Even if you have an absolutely beautiful home, a crumbling driveway can kill its curb appeal. Though driveways can last for decades, replacements will be needed eventually. Check out these signs so you’ll be able to recognize when it’s time to replace your driveway for your home.
Have you started to notice cracks forming in your driveway? This is a common issue that develops in both concrete and asphalt surfaces over time. In many cases, gas, oil, de-icing salt, and other harmful substances penetrate the driveway surface and worsen the cracks. If you live somewhere with freezing temperatures during the winter months, it’s likely that water will seep into the cracks and expand once frozen.
While small cracks can potentially be repaired, cracks that are especially long, wide, or deep are signs of more serious damage. In these cases, it’s best to get a complete driveway replacement since the bigger cracks can’t be repaired (or attempts at repairs will last only a short time). If you decide to try patching your driveway first, keep in mind that the spots that have been repaired will likely appear much darker than the surrounding pavement, which isn’t great for your home’s curb appeal.
While a crack is unsightly, a pothole can actually be problematic for your car. Going over a hole in the driveway every day is bound to be tough on your tires and suspension system. These large holes form when the ground beneath the driveway expands and contracts. Over time, the driveway material on top starts to weaken, and pieces eventually crack or crumble away to form a pothole.
As with cracks, minor potholes can often be repaired. However, even a filled pothole doesn’t solve the problem of the ground below contracting and expanding, so it’s likely the pothole will show up again eventually. Replacing your driveway can be a great solution, especially for an older driveway. Newer materials are made to withstand these issues better than the driveway materials that were used decades ago.
3. Drainage Issues
When your driveway is in good condition, water won’t affect it much. But if you have drainage issues with your driveway, it can lead to serious damage. An uneven or sloped driveway will often have water running down the middle or pooling water in one or more areas. This can weaken the driveway in the spots where water tends to gravitate and result in an increasing number of cracks and potholes.
There are plenty of potential repairs for a driveway drainage issue. Sometimes, adding curbing or inlets can help to direct the water off the driveway. However, you may need to completely replace your driveway before adding these features to fix the damage that’s already been done.
4. Rough Appearance
Fading from exposure to the sun’s UV rays is a common issue with home driveways. These rays penetrate the driveway surface, oxidizing the surface and causing the color to fade away slowly.
If your driveway is starting to look pretty weathered, you may want to consider getting a replacement. Though the problem appears cosmetic, UV exposure can also weaken the driveway. To fix the fading, you could try applying concrete or asphalt sealant, which can help to restore the original look of the driveway. But if the durability of the driveway has been affected, it’s best to go with a total replacement.
5. Lack of Resealing
Do you have an asphalt or concrete driveway?
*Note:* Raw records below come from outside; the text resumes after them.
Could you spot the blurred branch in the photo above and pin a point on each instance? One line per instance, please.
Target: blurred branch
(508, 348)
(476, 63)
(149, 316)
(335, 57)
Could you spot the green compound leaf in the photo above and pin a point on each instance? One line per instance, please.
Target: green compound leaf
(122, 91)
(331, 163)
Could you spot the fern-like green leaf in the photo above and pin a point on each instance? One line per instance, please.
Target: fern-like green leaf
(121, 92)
If so, it’s important to know that it should be resealed every two to three years. This helps to prevent breaking and cracking, particularly around the edges. If you haven’t remembered to keep up with this regular maintenance schedule, the cracks in your driveway may be too serious for an effective repair. Therefore, a complete replacement will be necessary instead.
6. Past its Prime
Let’s face it: Sometimes, your driveway is just too old. It’s bound to happen eventually; most asphalt driveways are only expected to last about 15-20 years, for example. If your driveway is past its prime, you may be experiencing a combination of all of the issues mentioned above. After years of exposure to harsh weather, UV rays, damaging chemicals, and daily use, things such as cracks, potholes, and fading are inevitable. At this point, repairs are also less likely to be effective.
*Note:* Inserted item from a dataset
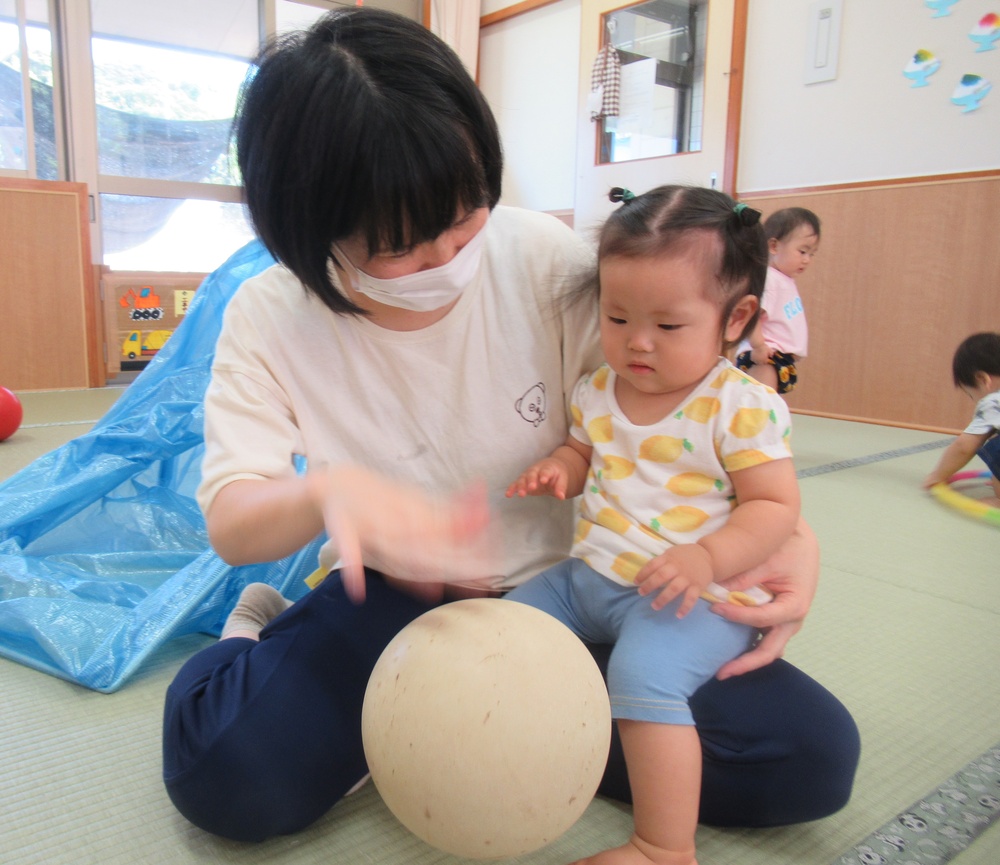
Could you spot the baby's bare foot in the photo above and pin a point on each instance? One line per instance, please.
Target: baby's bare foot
(638, 852)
A driveway replacement can solve your issues quickly and completely. You won’t waste time and money trying to patch a driveway that’s simply at the end of its practical life span.
Driveway Replacement Options
Are you coming to the realization that you might need a new driveway? Don’t worry, it’s not as complicated as it sounds. You’ll hire professionals to do the work, and depending on which type of driveway you choose, you may not have to deal with a replacement again for several decades. Here are a few options to consider:
- Asphalt driveway: This type of driveway is typically the cheapest to install. It’s also more resistant to cracking. However, the look isn’t as desirable to some homeowners, and it’s only intended to last for about 20 years.
- Concrete driveway: A concrete driveway can cost twice as much to install as asphalt, but it can last for up to 50 years when properly cared for. Concrete is also very rigid, so keep in mind that cracks will eventually develop if you live somewhere with frequent freezing and thawing.
- Paver driveway: A driveway made from pavers or cobblestones looks luxurious, but there’s a high cost to match: It usually costs at least twice as much as concrete. This option allows a more customized look for your driveway, and since it’s made from individual pavers, it’s easy to replace those pavers that break or crack over time. However, the spaces between pavers can also lead to increased weeds, grass, or moss growing on the driveway.
A new driveway can give your home a fresh, updated look while also providing a more practical solution for your family. Know when it’s time to replace your driveway by using the signs listed above.